Educate about the condition: Many adult children were told nothing about what was wrong with their parent—even as adults, they know little about their parent’s diagnosis. It’s critical that mental health professionals educate and guide these adult children. They must help them identify illness behaviors and consult with them about decisions the family makes to accommodate the parent.

Validate individual experience: The vast majority of people whose parents have a mental health condition don’t develop one themselves. However, this group has often been portrayed as unavoidably affected by their parent’s “dysfunction.” Each adult child will have their unique story to tell, and shouldn’t be negatively labeled. Providers should help remove this stereotype by validating these adult children’s unique experiences.

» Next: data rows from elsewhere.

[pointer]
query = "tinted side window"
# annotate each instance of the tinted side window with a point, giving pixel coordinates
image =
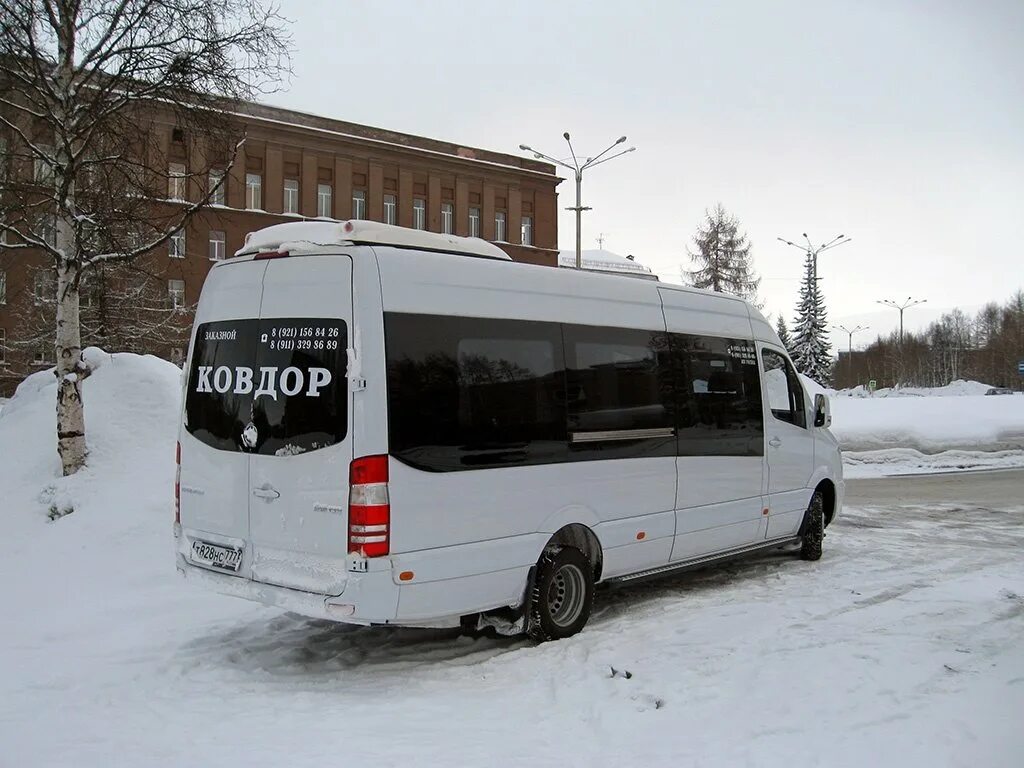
(785, 396)
(473, 393)
(718, 396)
(619, 393)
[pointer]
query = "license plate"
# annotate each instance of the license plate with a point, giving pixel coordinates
(216, 556)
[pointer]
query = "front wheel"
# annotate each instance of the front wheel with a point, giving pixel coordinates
(563, 594)
(814, 528)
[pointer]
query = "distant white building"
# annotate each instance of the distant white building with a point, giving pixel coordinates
(605, 261)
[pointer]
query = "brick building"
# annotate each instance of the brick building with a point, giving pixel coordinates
(294, 166)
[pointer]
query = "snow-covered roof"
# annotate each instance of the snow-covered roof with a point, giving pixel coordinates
(605, 261)
(295, 236)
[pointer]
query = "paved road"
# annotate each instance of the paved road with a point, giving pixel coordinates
(998, 488)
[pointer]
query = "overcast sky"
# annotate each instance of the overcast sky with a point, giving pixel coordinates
(899, 124)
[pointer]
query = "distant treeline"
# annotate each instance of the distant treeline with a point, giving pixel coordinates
(986, 347)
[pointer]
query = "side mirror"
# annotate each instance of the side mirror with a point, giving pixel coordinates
(822, 414)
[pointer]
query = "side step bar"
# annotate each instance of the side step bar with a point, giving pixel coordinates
(706, 559)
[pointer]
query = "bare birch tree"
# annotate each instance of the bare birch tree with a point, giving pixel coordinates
(81, 84)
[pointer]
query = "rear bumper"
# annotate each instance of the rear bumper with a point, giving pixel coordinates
(431, 588)
(368, 598)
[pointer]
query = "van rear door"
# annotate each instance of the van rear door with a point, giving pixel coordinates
(300, 425)
(214, 477)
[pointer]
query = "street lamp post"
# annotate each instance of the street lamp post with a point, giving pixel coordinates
(907, 303)
(849, 350)
(578, 168)
(813, 252)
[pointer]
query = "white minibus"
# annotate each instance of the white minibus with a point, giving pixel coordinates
(385, 426)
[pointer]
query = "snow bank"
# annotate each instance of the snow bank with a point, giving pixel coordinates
(930, 425)
(890, 462)
(131, 414)
(958, 388)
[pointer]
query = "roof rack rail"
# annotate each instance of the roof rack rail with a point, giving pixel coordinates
(293, 236)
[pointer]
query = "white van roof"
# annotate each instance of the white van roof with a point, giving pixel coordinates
(300, 236)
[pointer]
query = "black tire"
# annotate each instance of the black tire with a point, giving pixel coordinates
(562, 595)
(814, 528)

Invite vulnerability: Many adult children have conflicting feelings about asking for help or depending on others. Most say that the experience of having a parent with a mental health condition did negatively affect them. Anxiety, feelings of hopelessness, repressed anger, “magical thinking,” feelings of defeat and a habit of being passive can combine to form a persistent depressed mood. However, they appear to be self-sufficient and competent. They rarely let others see the sadness and uncertainty they feel. Providers do an important service when they encourage these adult children to open up about their needs.

Provide support options: Adult children need networks of support outside their family; they need help creating a psychological buffer between themselves and their parent’s behavior. Adult children can be greatly helped by psychotherapy; they may also benefit from support groups and educational and self-help books.

Partners/Spouses:

Reach out with full information: Partners say they’ve suffered greatly from service providers’ neglect. They need and want information about their partner’s condition and help coping with it. They want this information to be practical and honest; it should cover topics of illness management, sexuality, single parenting, money management, economic hardship and handling their partner’s unusual behavior.

Assume help is needed: People sometimes assume that “other than the condition,” the family is doing fine. It’s more realistic for providers to assume that the family is not doing fine—that the community may stigmatize them, that the in-laws may blame the well partner, that the children need support, education and assistance, that the partner relationship is suffering, etc.

Make it safe to talk: The partner relationship is the only close family relationship that’s chosen and can be ended by divorce. Therefore, partners will be faced with agonizing uncertainty about how to weigh their own needs against those of their partner with the mental health condition. Partners must be able to confess their ambivalence about staying in the marriage (which is normal) without being made to feel they’re disloyal. Partners feel terrible when a provider tells them to leave the marriage or that it’s their “duty” to stay in it. They need to talk about their loneliness, their isolation and their emotional hardship without fearing that they’ll be judged.

Don’t assign blame: Partners don’t want their single-handed efforts to hold their family together to be misinterpreted as “infantilizing” their partner or causing their partner’s difficulties. Wives, in particular, complain that providers negatively stereotype them as “over-productive” partners who are wrecking their husband’s masculinity.

Encourage a support network: Partners need to be encouraged to build a life outside the home through work and through rewarding social and community activities, which may or may not include the ill partner. Meaningful work and friendships outside the family are great barriers against stress and caregiver burnout. Partners need help identifying and establishing a reliable network of support. Providers should help the partner learn to ask key people for certain things—friendship, compassion, help with the kids, advocacy for services or even help with finances.